Shout out to Jack Kelly from Climate Change AI for sharing this forum.

3 Likes

Hey there @isa, welcome to the Pangeo Forum :wave:

A few ideas of getting all of these data into a single Xarray dataset.

  1. If it’s helpful to start working with, there is a Kerchunk'ed version of NOAA OISST AVHRR stored on the pangeo OSN pod. You can access this with
! pip install kerchunk xarray s3fs
import xarray as xr 
ds = xr.open_dataset('https://ncsa.osn.xsede.org/Pangeo/pangeo-forge/pangeo-forge/aws-noaa-oisst-feedstock/aws-noaa-oisst-avhrr-only.zarr/reference.json',engine='kerchunk')
  1. Try to open all of these files (or a subset to start) with Xarray’s open_mfdatatset. This can be difficult with a large number of files.

  2. Create a ‘virtual reference dataset’ of all of these files with Kerchunk (guide here). This can be quite a lot of work up front, but then you will have ‘zarr like acccess’

  3. Create a copy of the dataset as a Zarr store with Xarray+Dask or with some other tools. Quite a lot of work and you need a place to store a copy of the dataset, but you can choose the chunking schema and you will have a performant dataset. https://guide.cloudnativegeo.org/

Others might have tips or a link to an already existing Zarr copy of NOAA OISST.

4 Likes

I know this sort of goes against the recommended approach of being cloud-native here but for data of this size, it’s relatively straightforward to download & do this locally.

Here’s a bash script to download & merge files by year so that you have 30~40 files to work with, which would be much more manageable to open with Xarray’s open_mfdataset function.

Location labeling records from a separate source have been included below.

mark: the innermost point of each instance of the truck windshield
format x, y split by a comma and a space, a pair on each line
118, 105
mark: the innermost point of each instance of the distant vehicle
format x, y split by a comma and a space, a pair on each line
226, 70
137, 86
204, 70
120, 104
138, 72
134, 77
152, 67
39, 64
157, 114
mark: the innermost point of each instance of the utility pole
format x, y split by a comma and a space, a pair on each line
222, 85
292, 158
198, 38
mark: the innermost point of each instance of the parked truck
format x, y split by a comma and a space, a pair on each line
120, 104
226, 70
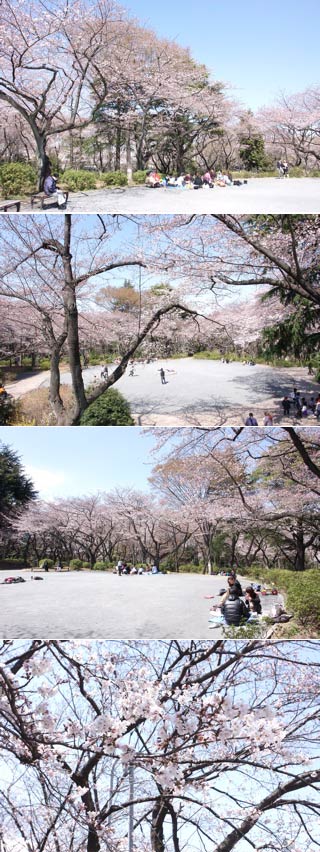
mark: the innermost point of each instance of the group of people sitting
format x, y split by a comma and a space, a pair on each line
283, 168
232, 610
187, 181
125, 568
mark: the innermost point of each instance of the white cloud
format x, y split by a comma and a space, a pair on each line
48, 482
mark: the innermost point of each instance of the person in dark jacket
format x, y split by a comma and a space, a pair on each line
234, 610
252, 601
233, 583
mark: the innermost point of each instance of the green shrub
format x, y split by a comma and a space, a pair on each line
101, 566
139, 176
76, 563
297, 171
114, 179
110, 409
9, 411
190, 568
78, 179
303, 597
211, 355
17, 179
50, 562
6, 564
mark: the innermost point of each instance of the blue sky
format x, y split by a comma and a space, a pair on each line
65, 462
261, 48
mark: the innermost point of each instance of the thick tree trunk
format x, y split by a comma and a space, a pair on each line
71, 313
117, 160
159, 813
54, 387
300, 557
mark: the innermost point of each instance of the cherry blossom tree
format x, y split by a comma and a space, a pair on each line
291, 127
50, 61
212, 743
51, 269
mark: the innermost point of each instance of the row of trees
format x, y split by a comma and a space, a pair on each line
152, 746
55, 301
253, 500
92, 86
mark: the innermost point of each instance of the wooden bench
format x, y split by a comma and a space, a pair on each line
8, 204
42, 198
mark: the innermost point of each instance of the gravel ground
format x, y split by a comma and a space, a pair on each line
104, 606
259, 195
204, 392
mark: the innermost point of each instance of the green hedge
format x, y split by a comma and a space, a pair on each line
303, 597
190, 568
50, 562
139, 176
302, 591
114, 178
9, 411
77, 180
110, 409
76, 563
17, 179
6, 564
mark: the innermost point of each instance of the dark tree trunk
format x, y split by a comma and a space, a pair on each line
54, 387
300, 561
159, 813
71, 313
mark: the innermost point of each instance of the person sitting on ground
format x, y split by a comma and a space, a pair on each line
51, 189
251, 420
153, 179
207, 179
268, 419
280, 168
234, 609
252, 600
172, 181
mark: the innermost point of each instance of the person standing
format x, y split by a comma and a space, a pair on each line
251, 420
268, 419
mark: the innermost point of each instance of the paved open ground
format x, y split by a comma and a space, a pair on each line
259, 195
104, 606
204, 392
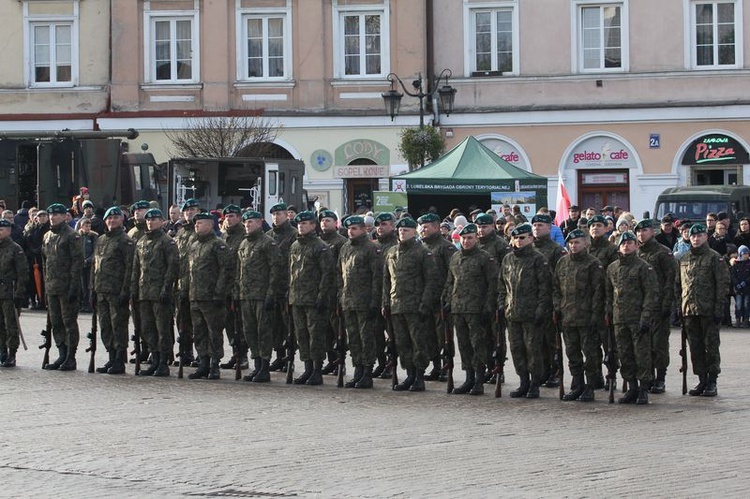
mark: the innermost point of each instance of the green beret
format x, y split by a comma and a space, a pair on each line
484, 219
252, 215
303, 216
524, 228
153, 213
140, 205
114, 211
428, 218
468, 229
354, 220
190, 203
646, 223
626, 236
327, 214
57, 208
231, 208
384, 217
203, 216
575, 234
541, 218
278, 207
407, 222
597, 219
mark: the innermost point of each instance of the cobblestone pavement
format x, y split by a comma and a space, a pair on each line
92, 435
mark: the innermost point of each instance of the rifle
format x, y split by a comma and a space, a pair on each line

When doing things locally, cdo (Overview - CDO - Project Management Service) tool is quite handy, which is what I use below.

#! /bin/bash

# Download data from Google into folder 'avhrr'
gsutil -m cp -r "gs://noaa-cdr-sea-surface-temp-optimum-interpolation/data/v2.1/avhrr" .

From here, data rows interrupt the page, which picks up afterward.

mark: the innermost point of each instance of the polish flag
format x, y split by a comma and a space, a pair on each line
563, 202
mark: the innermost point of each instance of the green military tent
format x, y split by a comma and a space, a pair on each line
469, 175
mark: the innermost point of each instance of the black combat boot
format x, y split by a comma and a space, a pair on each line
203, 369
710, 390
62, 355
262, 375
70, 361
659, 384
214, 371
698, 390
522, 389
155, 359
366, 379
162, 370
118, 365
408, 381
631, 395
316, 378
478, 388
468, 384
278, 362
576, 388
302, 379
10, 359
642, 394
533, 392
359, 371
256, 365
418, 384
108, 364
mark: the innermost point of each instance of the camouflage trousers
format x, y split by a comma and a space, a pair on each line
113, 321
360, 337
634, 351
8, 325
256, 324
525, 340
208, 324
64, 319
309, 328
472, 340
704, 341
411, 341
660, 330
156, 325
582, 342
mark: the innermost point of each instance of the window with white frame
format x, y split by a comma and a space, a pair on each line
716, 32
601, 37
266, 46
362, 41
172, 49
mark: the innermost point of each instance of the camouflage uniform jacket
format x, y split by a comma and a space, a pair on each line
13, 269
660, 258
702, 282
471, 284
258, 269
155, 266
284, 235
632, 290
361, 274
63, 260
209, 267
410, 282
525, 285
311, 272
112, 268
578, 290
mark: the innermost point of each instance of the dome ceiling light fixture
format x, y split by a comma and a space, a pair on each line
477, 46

# Merge each year into a single NetCDF file
for y in {1994..2024}; do
   cdo --sortname -z zstd1 mergetime avhrr/$y*/*.nc $y.nc
done

# (Optional) Merge into a single file
cdo -z zstd1 mergetime *.nc avhrr.nc

# (Optional) Chunk for faster time-series access if looking at specific locations.
nccopy -c lat/128,lon/128,time/365 avhrr.nc avhrr_c.nc

I’m not too clear what you mean by ‘calibration is lost’ though?

2 Likes

@norlandrhagen Thank you for this! Will be trying your suggestions out.

1 Like

@josephyang I wanted to do it on cloud especially for training later on. I wanted to do everything in one place, no switching environments but will consider doing it locally.

I also shared my concern in CCAI community and I got suggestions of using CDO. I asked a generative model if CDO can be used in Google Colab and it said yes, I will still have to verify it.

Regarding the specific location, is it only for bounding box or I can specify the specific shape?

On the ‘calibration is lost’ - I experimented: I filtered the SST values within a bounding box and stored it into a NumPy array which I eventually saved in a CSV. I plotted it again and it shows that the SST values are different because the calibration is lost which is in the metadate of the netCDF file.